- Coordinates: 28°42′44″N 99°49′10″W﻿ / ﻿28.71222°N 99.81944°W
- Country: United States
- State: Texas
- County: Zavala

Area
- • Total: 13.6 sq mi (35.2 km^{2})
- • Land: 13.6 sq mi (35.1 km^{2})
- • Water: 0.039 sq mi (0.1 km^{2})
- Elevation: 600 ft (183 m)

Population (2000)
- • Total: 283
- • Density: 21/sq mi (8.1/km^{2})
- Time zone: UTC-6 (Central (CST))
- • Summer (DST): UTC-5 (CDT)
- FIPS code: 48-41563
- GNIS feature ID: 1852725

= Las Colonias, Texas =

Las Colonias was a census-designated place (CDP) in Zavala County, Texas, United States. The population was 283 at the 2000 census.
Prior to the 2010 census, parts of this former CDP were used to create the new Amaya and Loma Grande CDPs.

==Geography==
Las Colonias was located at (28.712295, -99.819576).

According to the United States Census Bureau, the CDP had a total area of 13.6 square miles (35.2 km^{2}), of which, 13.6 square miles (35.1 km^{2}) of it is land and 0.04 square miles (0.1 km^{2}) of it (0.29%) is water.

==Demographics==

Las Colonias was first listed as a census designated place prior to the 2000 U.S. census. It was deleted prior to the 2010 U.S. census with parts of its territory used to form the Amaya CDP and Loma Grande CDPs.

Las Colonias CDP, Texas – Racial and ethnic composition Note: the US Census treats Hispanic/Latino as an ethnic category. This table excludes Latinos from the racial categories and assigns them to a separate category. Hispanics/Latinos may be of any race.
| Race / Ethnicity (NH = Non-Hispanic) | Pop 2000 | % 2000 |
|---|---|---|
| White alone (NH) | 24 | 8.48% |
| Black or African American alone (NH) | 0 | 0.00% |
| Native American or Alaska Native alone (NH) | 0 | 0.00% |
| Asian alone (NH) | 0 | 0.00% |
| Pacific Islander alone (NH) | 0 | 0.00% |
| Other race alone (NH) | 0 | 0.00% |
| Mixed race or Multiracial (NH) | 0 | 0.00% |
| Hispanic or Latino (any race) | 259 | 91.52% |
| Total | 283 | 100.00% |

As of the census of 2000, there were 283 people, 76 households, and 68 families residing in the CDP. The population density was 20.9 people per square mile (8.1/km^{2}). There were 95 housing units at an average density of 7.0/sq mi (2.7/km^{2}). The racial makeup of the CDP was 78.09% White, 20.14% from other races, and 1.77% from two or more races. Hispanic or Latino of any race were 91.52% of the population.
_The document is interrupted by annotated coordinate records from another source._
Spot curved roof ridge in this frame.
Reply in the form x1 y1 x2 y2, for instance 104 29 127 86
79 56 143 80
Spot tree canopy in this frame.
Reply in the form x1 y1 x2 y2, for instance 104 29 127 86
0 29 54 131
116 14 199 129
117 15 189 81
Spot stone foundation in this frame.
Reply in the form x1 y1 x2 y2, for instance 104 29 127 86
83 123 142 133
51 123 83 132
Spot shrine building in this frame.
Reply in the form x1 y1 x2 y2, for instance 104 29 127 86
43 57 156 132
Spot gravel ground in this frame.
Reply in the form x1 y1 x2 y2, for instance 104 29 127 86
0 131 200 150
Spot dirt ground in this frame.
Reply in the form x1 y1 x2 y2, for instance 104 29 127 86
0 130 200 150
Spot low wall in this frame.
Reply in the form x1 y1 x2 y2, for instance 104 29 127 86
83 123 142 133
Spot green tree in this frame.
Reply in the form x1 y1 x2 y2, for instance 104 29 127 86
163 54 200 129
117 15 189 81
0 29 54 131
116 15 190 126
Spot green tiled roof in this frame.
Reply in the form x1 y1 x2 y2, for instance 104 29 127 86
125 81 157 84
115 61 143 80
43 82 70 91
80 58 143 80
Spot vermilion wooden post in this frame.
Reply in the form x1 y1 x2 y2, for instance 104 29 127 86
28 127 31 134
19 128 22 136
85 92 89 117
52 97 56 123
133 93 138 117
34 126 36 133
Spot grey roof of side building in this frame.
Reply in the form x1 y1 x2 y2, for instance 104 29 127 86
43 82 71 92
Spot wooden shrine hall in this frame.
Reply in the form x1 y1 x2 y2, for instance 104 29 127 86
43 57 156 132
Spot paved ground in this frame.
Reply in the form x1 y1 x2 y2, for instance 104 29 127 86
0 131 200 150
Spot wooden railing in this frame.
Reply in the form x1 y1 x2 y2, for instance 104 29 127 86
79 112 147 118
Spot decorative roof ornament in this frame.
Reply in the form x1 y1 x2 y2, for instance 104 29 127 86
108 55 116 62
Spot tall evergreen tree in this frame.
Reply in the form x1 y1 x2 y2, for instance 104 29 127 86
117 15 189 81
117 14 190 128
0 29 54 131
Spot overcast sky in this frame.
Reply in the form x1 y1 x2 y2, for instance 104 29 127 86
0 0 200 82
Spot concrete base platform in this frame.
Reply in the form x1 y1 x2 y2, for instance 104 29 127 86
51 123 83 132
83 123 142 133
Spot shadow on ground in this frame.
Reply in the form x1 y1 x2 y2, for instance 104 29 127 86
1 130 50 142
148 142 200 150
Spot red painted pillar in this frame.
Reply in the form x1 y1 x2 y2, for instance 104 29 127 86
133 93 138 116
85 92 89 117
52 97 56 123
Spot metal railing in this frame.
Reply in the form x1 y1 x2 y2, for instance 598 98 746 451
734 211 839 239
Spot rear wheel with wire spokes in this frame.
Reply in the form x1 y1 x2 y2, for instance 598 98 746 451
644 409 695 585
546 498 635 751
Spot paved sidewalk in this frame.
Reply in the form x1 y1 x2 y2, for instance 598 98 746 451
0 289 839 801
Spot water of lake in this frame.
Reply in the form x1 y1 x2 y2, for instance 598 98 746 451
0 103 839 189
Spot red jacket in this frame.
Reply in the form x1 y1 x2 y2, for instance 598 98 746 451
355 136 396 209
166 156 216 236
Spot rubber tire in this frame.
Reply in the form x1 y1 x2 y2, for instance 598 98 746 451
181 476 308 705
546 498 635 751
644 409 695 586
There were 76 households, out of which 51.3% had children under the age of 18 living with them, 80.3% were married couples living together, 7.9% had a female householder with no husband present, and 10.5% were non-families. 9.2% of all households were made up of individuals, and 2.6% had someone living alone who was 65 years of age or older. The average household size was 3.72 and the average family size was 4.00.

In the CDP, the population was spread out, with 36.7% under the age of 18, 8.5% from 18 to 24, 27.6% from 25 to 44, 14.5% from 45 to 64, and 12.7% who were 65 years of age or older. The median age was 28 years. For every 100 females, there were 106.6 males. For every 100 females age 18 and over, there were 98.9 males.

The median income for a household in the CDP was $9,583, and the median income for a family was $15,568. Males had a median income of $11,146 versus $0 for females. The per capita income for the CDP was $11,754. About 65.5% of families and 66.2% of the population were below the poverty line, including 85.7% of those under the age of eighteen and 52.9% of those 65 or over.

Historical population
| Census | Pop. | Note | %± |
| 2000 | 283 |  | — |
U.S. Decennial Census 1850–1900 1910 1920 1930 1940 1950 1960 1970 1980 1990 2000 2010

==Education==
Las Colonias was served by the Crystal City Independent School District.